In my experience as an Executive Coach, one of the most difficult challenges for leaders is always maintaining a positive perspective whilst dealing with the constant demands of their role. Leaders in an organisation are role models by virtue of their function. Employees watch them carefully and respond to the cues they perceive regarding appropriate behaviour. So, a positive persona is critical to engaging and inspiring employees. But we are all human, and maintaining a positive attitude through tough times can be challenging. This article provides some useful insights into how this can be achieved in practice.
Maintaining a positive perspective is commonly referred to as resilience. This is often referred to as ‘bounce-back ability’ or ‘being bullet-proof’. But these descriptions are more suited to the world of super-heroes. In the more real and practical world of business, resilience is more about:
- Being pragmatic versus eternally optimistic. By retaining the face of realism and removing over optimistic approaches the balance of judgement is much more realistic and attainable for all.
- Having a strong values Recognising if your core values are aligned with those of your organisation. Values tend not to change, but decisions, people and direction will. After all it is the core values that draw people into a collective and from the most important decisions an organisation will make.
- Being good at improvisation. Having the ability to readily accept the changing situation and being agile and flexible to take a new and different approach.
- Being authentic and genuinely interested in others.
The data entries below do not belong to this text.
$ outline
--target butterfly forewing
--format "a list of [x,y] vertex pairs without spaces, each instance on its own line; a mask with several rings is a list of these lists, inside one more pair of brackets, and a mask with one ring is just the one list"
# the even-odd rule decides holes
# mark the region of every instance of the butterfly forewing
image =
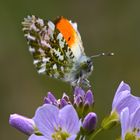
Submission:
[[74,55],[55,24],[28,16],[22,25],[37,71],[63,79],[73,65]]

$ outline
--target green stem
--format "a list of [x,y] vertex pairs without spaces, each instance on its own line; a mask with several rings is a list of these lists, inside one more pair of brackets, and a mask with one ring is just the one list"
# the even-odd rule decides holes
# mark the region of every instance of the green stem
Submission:
[[90,136],[89,140],[93,140],[93,139],[95,138],[95,136],[96,136],[98,133],[100,133],[102,130],[103,130],[103,128],[99,128],[97,131],[95,131],[95,133],[93,133],[93,134]]

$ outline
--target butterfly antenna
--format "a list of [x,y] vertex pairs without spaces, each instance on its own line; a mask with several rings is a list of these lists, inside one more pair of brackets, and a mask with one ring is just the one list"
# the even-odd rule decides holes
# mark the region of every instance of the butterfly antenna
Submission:
[[114,55],[113,52],[111,52],[111,53],[99,53],[99,54],[91,56],[90,58],[100,57],[100,56],[113,56],[113,55]]

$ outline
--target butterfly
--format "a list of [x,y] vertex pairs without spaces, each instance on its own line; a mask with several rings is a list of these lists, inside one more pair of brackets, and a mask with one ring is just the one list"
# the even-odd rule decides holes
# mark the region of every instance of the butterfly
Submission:
[[61,79],[72,86],[88,86],[93,71],[86,56],[77,24],[58,17],[53,22],[34,15],[22,22],[24,36],[38,73]]

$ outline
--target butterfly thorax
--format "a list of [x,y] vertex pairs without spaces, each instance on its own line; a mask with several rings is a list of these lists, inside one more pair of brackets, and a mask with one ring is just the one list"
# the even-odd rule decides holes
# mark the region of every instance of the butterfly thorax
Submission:
[[65,74],[64,80],[70,82],[72,86],[83,84],[93,71],[93,63],[86,55],[81,56],[73,63],[72,68]]

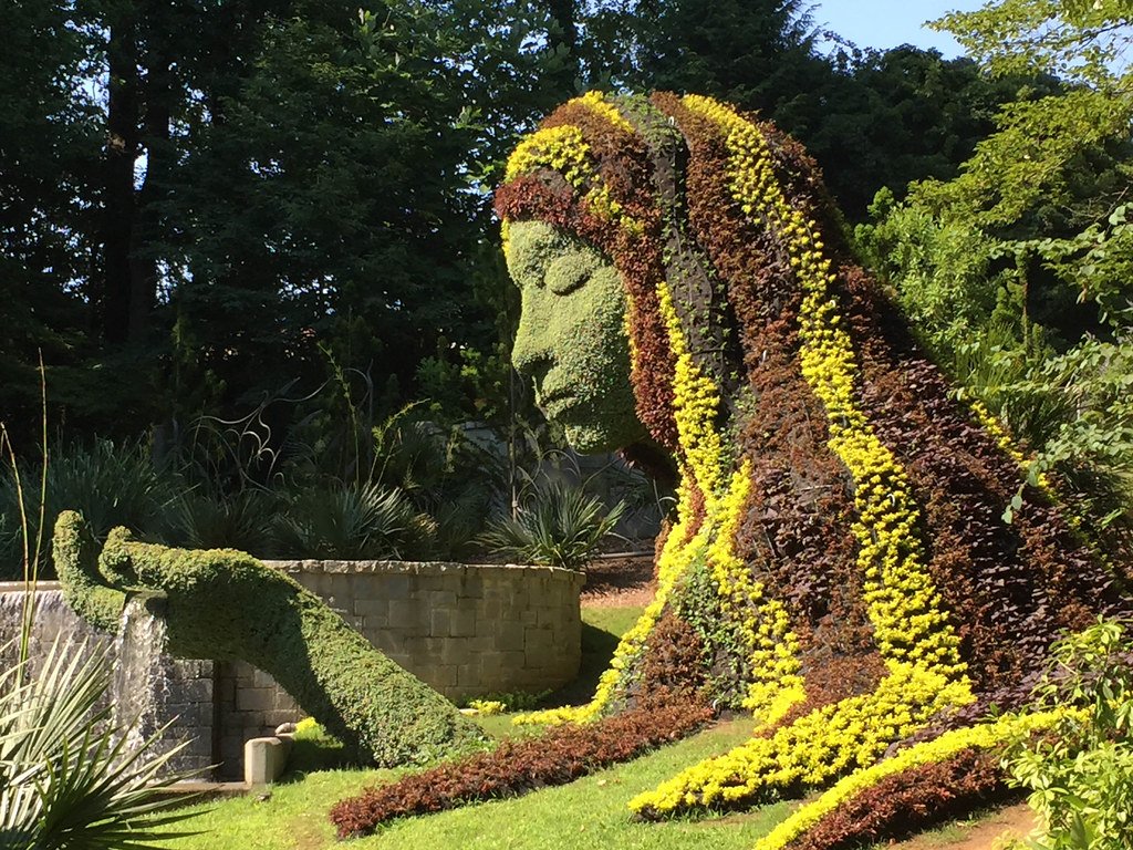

In building trusted relationships with others it’s important that they see you are interested in them as individuals, not just as part of the organisation/team.
- Having the ability to remain vulnerable enough to feel for and with others. There is strength and connection the ability to be able to list, hear and be compassionate with others.
- Reflecting and learning from adverse situations. Taking the time out to work out what went well or not so well, and potentially getting reflections from others, provides the opportunity to learn and develop.
The experience of coaching a wide range of leaders, across many industries, has provided me with real insight into the difficulties that leaders experience. They often report that it is not easy being the eternal optimist; in fact some find it a little wearing. Some of the techniques that I use to help them strengthen their resilience include asking them to:
- Think about how you would handle one of your team coming to you with a negative perspective or problem without solution. What steps would you take to help them think it through and come out with a realistic and pragmatic approach?
- Hold up the mirror to yourself and ask:
- What things are causing barriers to a more positive perspective?
- Which of these are within my control?
- Can I possibly have all the answers
- Am I concerned about being seen as fallible?
- Reflect, learn and take action; reflect, learn, refine and take action, . . .
These techniques enable leaders to reflect and develop, which is the difference that executive coaching can make. It gives leaders the opportunity to have the “thinking space” that will enable them to:
- Reclaim the sense of self, building back the strength of self-belief; review their approach
- Reflect on situations and recognise the learning from it and how to apply this going forward
- Look at the wider perspective, enabling the opportunity to connect the broader issues, see the linkages and implications
- Have a sounding board to share the reality without potentially revealing what could be perceived as an Achilles heel
Maintaining a positive attitude at all times is not easy. But it is crucial for leaders, because their employees will follow their lead. Try some of these techniques; they really do help you remain positive: or if you would benefit from an external perspective, try executive coaching.